CLS (Crosslink Studies), establishing clear authorship rules early ensures transparency, accountability, and a smooth editorial process.
Why Early Authorship Agreement Matters
Top publishers consistently emphasize that all authors must approve the manuscript and consent to submission. This principle protects both the research team and the journal from ethical concerns. Without prior agreement, teams risk authorship disputes during review, requests for post-submission changes (often rejected), delays in editorial decisions, damage to professional relationships.
Defining Who Qualifies as an Author
Most reputable journals follow internationally recognized standards such as ICMJE-based criteria. To qualify as an author, contributors should meet all core conditions, including significant intellectual contribution (design, data, or analysis), participation in drafting or revising the manuscript, approval of the final version, accountability for the integrity of the work.

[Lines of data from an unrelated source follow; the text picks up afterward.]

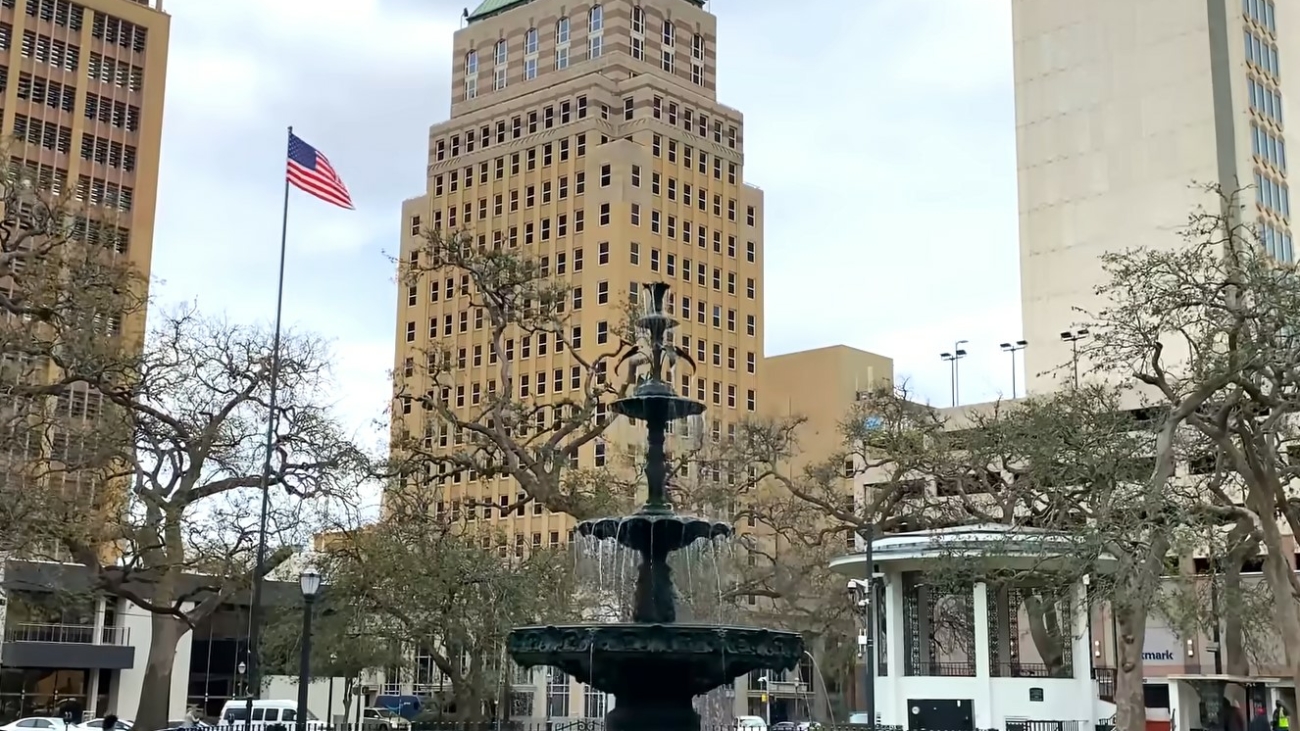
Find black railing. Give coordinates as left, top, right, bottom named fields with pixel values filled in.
left=1006, top=721, right=1093, bottom=731
left=992, top=662, right=1074, bottom=678
left=907, top=662, right=975, bottom=678
left=165, top=718, right=1013, bottom=731
left=1092, top=667, right=1115, bottom=701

Contributors who do not meet these criteria should be acknowledged but not listed as authors.

Key Authorship Rules to Agree Before Submission
1. Who Will Be Listed as Authors
Clearly define inclusion criteria, exclusion boundaries (e.g., technical support vs. intellectual contribution). Transparent decisions prevent misunderstandings later.
2. Order of Authors
Author order often carries disciplinary meaning (e.g., first author, corresponding author). Teams should agree on contribution-based ranking, equal contributions (if applicable), senior or supervisory roles.
3. Role of the Corresponding Author
The corresponding author is responsible for communication with the journal, ensuring all authors approve submission, managing revisions and ethical declarations. This role should be assigned early and clearly.
4. Author Contribution Statement
Leading journals increasingly require structured contribution statements (e.g., CRediT taxonomy). These statements improve transparency, clarify each authorβs role, reduce disputes during peer review.
5. Agreement on Accountability and Ethics
All authors must collectively agree to data accuracy and integrity, ethical compliance, disclosure of conflicts of interest. Authorship implies shared responsibility, not just shared credit.
6. Policy on Changes to Authorship
Changes after submission are strongly discouraged and often require written consent from all authors, justification to the editor, formal documentation. Many journals treat late changes as ethical concerns.
Common Authorship Pitfalls to Avoid
Before submission, ensure your team avoids gift authorship (adding non-contributors), host authorship (excluding contributors), last-minute authorship additions, disagreements over author order. These issues can lead to desk rejection or ethical investigation.
Best Practices for Research Teams
To align with global publishing standards:
- Discuss authorship at the start of the project, not the end
- Document contributions throughout the research process
- Reconfirm agreement before submission
- Follow the specific guidelines of your target journal
CLS Crosslink Studies Perspective
At Crosslink Studies (CLS), we encourage submitting teams to adopt proactive authorship planning. Clear agreements not only uphold ethical standards but also enhance the quality, credibility, and efficiency of the publication process. A well-defined authorship framework is not just good practice; it is essential for responsible and impactful research dissemination.